Oh yes, the number of rabbits in the 12th month is 466.

Some obvious assumptions are

• Rabbits never die
• Babies are always produced in a pair, one male and one female
• Moral values are not considered (incest shmincest!)

The golden ratio

There is another interesting thing. The ratio of F(n+1)/F(n) approaches a limit as n goes to infinity, which is approximately 1.618. This number is known as the golden ratio, with other names such as golden mean, divine proportion and others. Other than its mathematical relevance, I know it to be important as an aesthetic factor.

A rectangle with its sides in this ratio is thought of as aesthetically pleasing. This probably influenced the manufacture of computer screens. You have your standard 4:3s (1.333:1), the 800×600, 1024×768 and others. There are also some who tried the square root 2 ratio, 1.414:1 in computer applications. Then there’s the 16:9 (1.777:1) aspect ratios.

What’s the purpose of these aspect ratios? To approach the golden ratio 1.618:1. Of course, with widescreens, this point is probably moot nowadays. Still, it makes for interesting contemplation.

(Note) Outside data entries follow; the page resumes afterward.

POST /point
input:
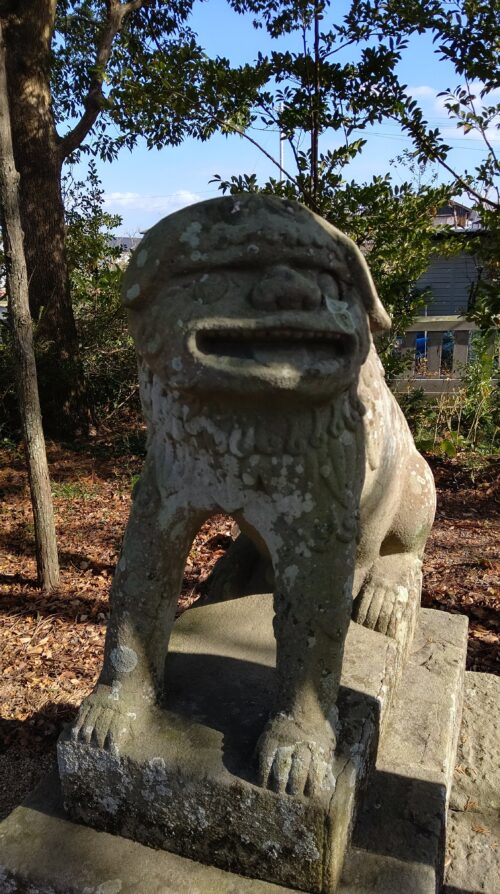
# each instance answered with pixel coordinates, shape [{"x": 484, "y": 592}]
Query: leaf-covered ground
[{"x": 51, "y": 647}]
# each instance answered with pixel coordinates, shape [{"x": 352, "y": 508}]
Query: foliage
[
  {"x": 320, "y": 99},
  {"x": 146, "y": 77},
  {"x": 466, "y": 421},
  {"x": 95, "y": 267}
]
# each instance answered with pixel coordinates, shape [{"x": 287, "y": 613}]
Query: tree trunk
[
  {"x": 22, "y": 334},
  {"x": 38, "y": 160}
]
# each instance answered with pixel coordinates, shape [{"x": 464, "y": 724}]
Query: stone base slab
[
  {"x": 187, "y": 784},
  {"x": 398, "y": 837},
  {"x": 472, "y": 862}
]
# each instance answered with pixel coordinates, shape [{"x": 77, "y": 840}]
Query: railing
[{"x": 438, "y": 357}]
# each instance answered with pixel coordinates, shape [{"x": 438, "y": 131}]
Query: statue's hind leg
[
  {"x": 313, "y": 600},
  {"x": 389, "y": 597},
  {"x": 143, "y": 602}
]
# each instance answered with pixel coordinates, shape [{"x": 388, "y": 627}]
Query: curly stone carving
[{"x": 265, "y": 400}]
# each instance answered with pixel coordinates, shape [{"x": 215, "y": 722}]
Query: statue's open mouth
[{"x": 271, "y": 345}]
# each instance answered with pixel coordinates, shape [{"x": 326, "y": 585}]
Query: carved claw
[
  {"x": 383, "y": 604},
  {"x": 293, "y": 763},
  {"x": 102, "y": 721}
]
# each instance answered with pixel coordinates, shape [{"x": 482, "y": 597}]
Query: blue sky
[{"x": 142, "y": 186}]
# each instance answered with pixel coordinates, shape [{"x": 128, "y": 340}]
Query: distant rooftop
[{"x": 126, "y": 243}]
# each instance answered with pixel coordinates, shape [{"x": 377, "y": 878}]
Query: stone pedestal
[
  {"x": 188, "y": 783},
  {"x": 398, "y": 837}
]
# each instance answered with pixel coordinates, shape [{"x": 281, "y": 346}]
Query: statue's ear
[{"x": 380, "y": 320}]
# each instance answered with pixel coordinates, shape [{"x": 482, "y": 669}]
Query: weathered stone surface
[
  {"x": 265, "y": 399},
  {"x": 473, "y": 833},
  {"x": 473, "y": 853},
  {"x": 42, "y": 852},
  {"x": 189, "y": 783},
  {"x": 398, "y": 841},
  {"x": 476, "y": 783}
]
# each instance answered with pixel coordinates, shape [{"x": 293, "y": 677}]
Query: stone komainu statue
[{"x": 265, "y": 399}]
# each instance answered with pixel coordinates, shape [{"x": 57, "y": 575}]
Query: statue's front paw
[
  {"x": 293, "y": 761},
  {"x": 103, "y": 720}
]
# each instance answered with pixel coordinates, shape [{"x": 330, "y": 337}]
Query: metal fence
[{"x": 437, "y": 349}]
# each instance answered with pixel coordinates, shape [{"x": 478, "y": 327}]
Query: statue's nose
[{"x": 282, "y": 288}]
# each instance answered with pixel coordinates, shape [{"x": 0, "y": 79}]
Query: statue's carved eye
[
  {"x": 211, "y": 287},
  {"x": 329, "y": 286}
]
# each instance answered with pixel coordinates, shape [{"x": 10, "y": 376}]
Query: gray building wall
[{"x": 450, "y": 280}]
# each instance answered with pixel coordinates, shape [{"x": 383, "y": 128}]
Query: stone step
[
  {"x": 398, "y": 838},
  {"x": 398, "y": 841},
  {"x": 472, "y": 864}
]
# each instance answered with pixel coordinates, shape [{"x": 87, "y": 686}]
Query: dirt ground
[{"x": 51, "y": 647}]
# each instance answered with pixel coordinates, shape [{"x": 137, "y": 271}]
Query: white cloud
[{"x": 119, "y": 202}]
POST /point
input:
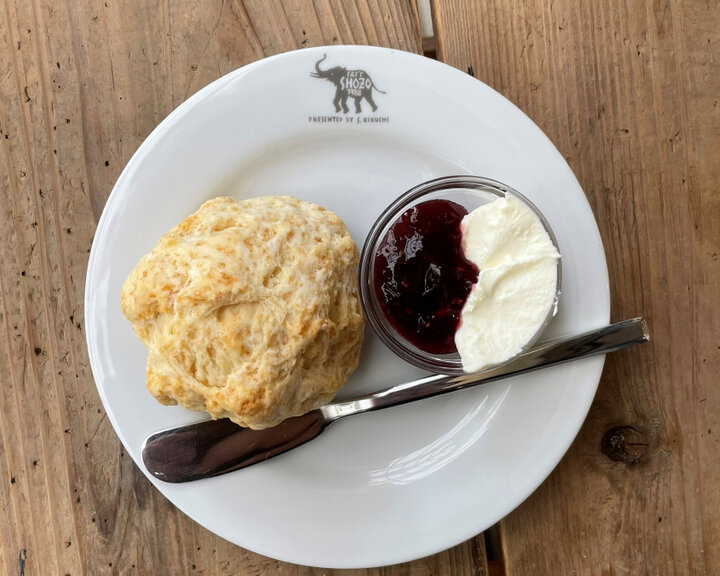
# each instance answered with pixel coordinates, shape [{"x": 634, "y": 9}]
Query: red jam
[{"x": 422, "y": 278}]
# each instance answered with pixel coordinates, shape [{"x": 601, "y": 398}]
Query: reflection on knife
[{"x": 216, "y": 447}]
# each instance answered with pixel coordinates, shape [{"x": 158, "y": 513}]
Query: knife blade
[{"x": 215, "y": 447}]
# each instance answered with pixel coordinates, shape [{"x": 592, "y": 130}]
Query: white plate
[{"x": 389, "y": 486}]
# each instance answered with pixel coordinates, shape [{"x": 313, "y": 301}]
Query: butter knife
[{"x": 215, "y": 447}]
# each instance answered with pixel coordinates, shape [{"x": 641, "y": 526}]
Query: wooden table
[{"x": 628, "y": 91}]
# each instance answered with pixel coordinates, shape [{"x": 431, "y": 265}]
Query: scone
[{"x": 249, "y": 309}]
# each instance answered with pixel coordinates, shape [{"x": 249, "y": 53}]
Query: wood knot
[{"x": 624, "y": 444}]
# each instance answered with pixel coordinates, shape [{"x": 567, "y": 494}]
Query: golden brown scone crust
[{"x": 249, "y": 309}]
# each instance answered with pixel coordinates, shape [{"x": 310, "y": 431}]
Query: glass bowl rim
[{"x": 381, "y": 326}]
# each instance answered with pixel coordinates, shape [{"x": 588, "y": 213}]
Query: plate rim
[{"x": 102, "y": 228}]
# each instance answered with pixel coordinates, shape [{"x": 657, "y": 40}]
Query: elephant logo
[{"x": 355, "y": 84}]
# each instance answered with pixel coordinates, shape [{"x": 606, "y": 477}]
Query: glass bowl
[{"x": 470, "y": 192}]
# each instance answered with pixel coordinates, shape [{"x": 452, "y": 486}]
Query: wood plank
[
  {"x": 628, "y": 91},
  {"x": 82, "y": 83}
]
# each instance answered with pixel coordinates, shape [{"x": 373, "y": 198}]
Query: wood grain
[
  {"x": 82, "y": 83},
  {"x": 628, "y": 91}
]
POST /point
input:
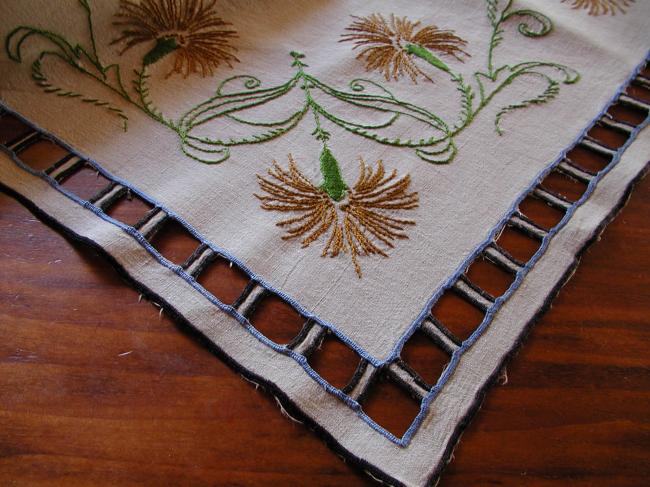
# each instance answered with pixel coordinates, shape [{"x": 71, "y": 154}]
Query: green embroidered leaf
[
  {"x": 163, "y": 47},
  {"x": 543, "y": 27},
  {"x": 333, "y": 183},
  {"x": 425, "y": 54}
]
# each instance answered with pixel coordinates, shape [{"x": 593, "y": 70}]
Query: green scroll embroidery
[
  {"x": 601, "y": 7},
  {"x": 244, "y": 112}
]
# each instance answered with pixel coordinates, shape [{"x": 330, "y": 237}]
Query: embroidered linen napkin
[{"x": 350, "y": 159}]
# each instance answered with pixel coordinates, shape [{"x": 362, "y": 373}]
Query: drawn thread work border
[{"x": 417, "y": 323}]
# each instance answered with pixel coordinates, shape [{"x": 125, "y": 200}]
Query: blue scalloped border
[{"x": 405, "y": 439}]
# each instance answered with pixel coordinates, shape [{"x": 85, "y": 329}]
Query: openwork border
[{"x": 314, "y": 329}]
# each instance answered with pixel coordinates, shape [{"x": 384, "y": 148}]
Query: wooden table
[{"x": 97, "y": 388}]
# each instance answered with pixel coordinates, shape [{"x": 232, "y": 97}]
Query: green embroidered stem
[
  {"x": 163, "y": 47},
  {"x": 333, "y": 183},
  {"x": 429, "y": 136},
  {"x": 147, "y": 106},
  {"x": 41, "y": 80}
]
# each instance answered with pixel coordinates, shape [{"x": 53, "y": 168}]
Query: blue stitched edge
[{"x": 302, "y": 360}]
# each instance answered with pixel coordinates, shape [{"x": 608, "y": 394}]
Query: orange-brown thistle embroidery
[
  {"x": 199, "y": 39},
  {"x": 385, "y": 44},
  {"x": 361, "y": 224},
  {"x": 601, "y": 7}
]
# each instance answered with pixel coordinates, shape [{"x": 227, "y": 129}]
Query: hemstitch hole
[
  {"x": 277, "y": 320},
  {"x": 457, "y": 315},
  {"x": 425, "y": 358},
  {"x": 85, "y": 182},
  {"x": 334, "y": 361},
  {"x": 174, "y": 242},
  {"x": 11, "y": 128},
  {"x": 42, "y": 154},
  {"x": 129, "y": 209},
  {"x": 543, "y": 214},
  {"x": 516, "y": 243},
  {"x": 563, "y": 185},
  {"x": 608, "y": 137},
  {"x": 626, "y": 114},
  {"x": 489, "y": 276},
  {"x": 390, "y": 406},
  {"x": 588, "y": 160},
  {"x": 638, "y": 92},
  {"x": 223, "y": 279}
]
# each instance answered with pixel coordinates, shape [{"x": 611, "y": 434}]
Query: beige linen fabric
[{"x": 459, "y": 203}]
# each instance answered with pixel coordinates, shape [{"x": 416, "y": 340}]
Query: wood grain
[{"x": 99, "y": 389}]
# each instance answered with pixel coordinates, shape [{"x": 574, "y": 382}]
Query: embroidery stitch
[
  {"x": 382, "y": 44},
  {"x": 601, "y": 7},
  {"x": 180, "y": 27},
  {"x": 431, "y": 137},
  {"x": 189, "y": 29},
  {"x": 356, "y": 225}
]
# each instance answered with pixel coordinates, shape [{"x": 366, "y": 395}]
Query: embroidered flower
[
  {"x": 360, "y": 224},
  {"x": 385, "y": 44},
  {"x": 190, "y": 29},
  {"x": 601, "y": 7}
]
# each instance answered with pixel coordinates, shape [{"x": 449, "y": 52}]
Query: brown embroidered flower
[
  {"x": 601, "y": 7},
  {"x": 361, "y": 224},
  {"x": 190, "y": 29},
  {"x": 384, "y": 44}
]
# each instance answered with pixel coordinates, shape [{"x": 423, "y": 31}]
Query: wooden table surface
[{"x": 99, "y": 389}]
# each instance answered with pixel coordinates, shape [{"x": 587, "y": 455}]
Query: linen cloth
[{"x": 470, "y": 125}]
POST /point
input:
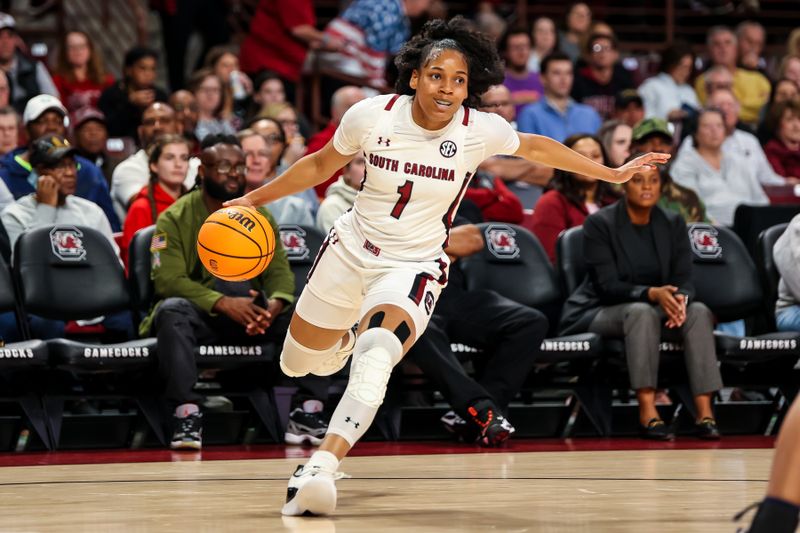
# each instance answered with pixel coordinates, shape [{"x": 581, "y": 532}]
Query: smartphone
[
  {"x": 261, "y": 300},
  {"x": 115, "y": 145},
  {"x": 39, "y": 50}
]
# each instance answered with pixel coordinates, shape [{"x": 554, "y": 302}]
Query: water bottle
[{"x": 239, "y": 92}]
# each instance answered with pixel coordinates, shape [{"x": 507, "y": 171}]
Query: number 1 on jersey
[{"x": 405, "y": 194}]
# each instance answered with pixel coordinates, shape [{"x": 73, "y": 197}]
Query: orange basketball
[{"x": 236, "y": 243}]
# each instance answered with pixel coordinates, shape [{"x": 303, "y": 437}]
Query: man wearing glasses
[
  {"x": 603, "y": 77},
  {"x": 195, "y": 308},
  {"x": 55, "y": 177},
  {"x": 54, "y": 202}
]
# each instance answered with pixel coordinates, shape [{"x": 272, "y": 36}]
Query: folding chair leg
[
  {"x": 34, "y": 411},
  {"x": 153, "y": 413},
  {"x": 388, "y": 422},
  {"x": 596, "y": 404},
  {"x": 684, "y": 395},
  {"x": 266, "y": 410},
  {"x": 283, "y": 404},
  {"x": 54, "y": 407}
]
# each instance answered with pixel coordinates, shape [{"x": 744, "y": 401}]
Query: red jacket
[
  {"x": 78, "y": 94},
  {"x": 785, "y": 162},
  {"x": 315, "y": 144},
  {"x": 270, "y": 44},
  {"x": 496, "y": 202},
  {"x": 553, "y": 214},
  {"x": 140, "y": 216}
]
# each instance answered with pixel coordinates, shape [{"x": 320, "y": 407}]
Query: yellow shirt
[{"x": 751, "y": 89}]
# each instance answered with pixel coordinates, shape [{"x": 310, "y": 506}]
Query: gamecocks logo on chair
[
  {"x": 502, "y": 241},
  {"x": 66, "y": 243},
  {"x": 705, "y": 241},
  {"x": 294, "y": 242}
]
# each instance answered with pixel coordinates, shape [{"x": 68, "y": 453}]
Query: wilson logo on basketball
[{"x": 244, "y": 221}]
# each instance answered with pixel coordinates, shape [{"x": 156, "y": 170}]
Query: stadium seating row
[{"x": 72, "y": 273}]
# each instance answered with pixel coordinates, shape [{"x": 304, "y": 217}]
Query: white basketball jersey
[{"x": 415, "y": 178}]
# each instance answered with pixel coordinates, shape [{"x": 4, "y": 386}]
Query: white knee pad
[
  {"x": 376, "y": 353},
  {"x": 297, "y": 360}
]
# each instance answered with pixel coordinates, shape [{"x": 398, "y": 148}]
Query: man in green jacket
[{"x": 194, "y": 307}]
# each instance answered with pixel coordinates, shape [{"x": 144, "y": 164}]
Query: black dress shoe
[
  {"x": 655, "y": 429},
  {"x": 707, "y": 429}
]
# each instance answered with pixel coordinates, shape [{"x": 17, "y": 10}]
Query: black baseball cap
[{"x": 50, "y": 150}]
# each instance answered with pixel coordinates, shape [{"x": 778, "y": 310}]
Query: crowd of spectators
[{"x": 79, "y": 146}]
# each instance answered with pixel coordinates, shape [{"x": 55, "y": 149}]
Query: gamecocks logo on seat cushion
[
  {"x": 66, "y": 243},
  {"x": 294, "y": 242},
  {"x": 502, "y": 242},
  {"x": 704, "y": 239}
]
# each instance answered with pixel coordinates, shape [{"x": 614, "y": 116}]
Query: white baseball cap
[
  {"x": 7, "y": 21},
  {"x": 39, "y": 104}
]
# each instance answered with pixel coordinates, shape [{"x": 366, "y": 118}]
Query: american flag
[{"x": 158, "y": 242}]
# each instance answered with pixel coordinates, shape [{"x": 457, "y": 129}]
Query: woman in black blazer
[{"x": 638, "y": 287}]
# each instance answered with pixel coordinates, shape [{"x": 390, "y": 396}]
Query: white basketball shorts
[{"x": 349, "y": 277}]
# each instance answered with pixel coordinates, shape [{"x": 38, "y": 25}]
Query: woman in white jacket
[
  {"x": 341, "y": 195},
  {"x": 787, "y": 260}
]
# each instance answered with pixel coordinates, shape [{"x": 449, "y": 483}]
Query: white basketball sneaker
[
  {"x": 337, "y": 361},
  {"x": 312, "y": 491}
]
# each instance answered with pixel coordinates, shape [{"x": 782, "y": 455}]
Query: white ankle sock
[
  {"x": 186, "y": 409},
  {"x": 325, "y": 460}
]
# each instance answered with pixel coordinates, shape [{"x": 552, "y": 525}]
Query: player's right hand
[
  {"x": 242, "y": 201},
  {"x": 241, "y": 309},
  {"x": 47, "y": 190}
]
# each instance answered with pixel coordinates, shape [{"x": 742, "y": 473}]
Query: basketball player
[
  {"x": 383, "y": 263},
  {"x": 779, "y": 511}
]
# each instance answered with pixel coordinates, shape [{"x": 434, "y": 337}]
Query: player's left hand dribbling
[
  {"x": 640, "y": 164},
  {"x": 241, "y": 201}
]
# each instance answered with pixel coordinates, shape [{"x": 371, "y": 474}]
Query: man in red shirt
[{"x": 342, "y": 100}]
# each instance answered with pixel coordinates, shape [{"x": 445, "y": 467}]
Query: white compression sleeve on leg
[
  {"x": 297, "y": 360},
  {"x": 376, "y": 353}
]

Ok, let’s do some coding, calculating the nth term using a loop, which I’ve hardcoded as 20. I’ll leave it to you as an exercise to write it as a function. The golden ratio is calculated as well. The first 2 terms are skipped, because they are equal to 1 (initial conditions).

int i;
int current, previous, next;
double phi = 0;
current = previous = 1;
for (i = 2; i < 20; ++i)
{
    next = current + previous;
    previous = current;
    current = next;
    phi = (double)current/(double)previous;
    Console.WriteLine("Term {0,0:d2} = {1,0:d5}, Phi = {2,0:f8}", i + 1, current, phi);
}

Fairly simple. The point is to convert a problem into a program solution. The difficult part isn’t the original problem, nor is it about coding skills. It’s about translating a problem into a program that’s difficult.

There you have it. Math theory and supporting program code. Hope you enjoyed it.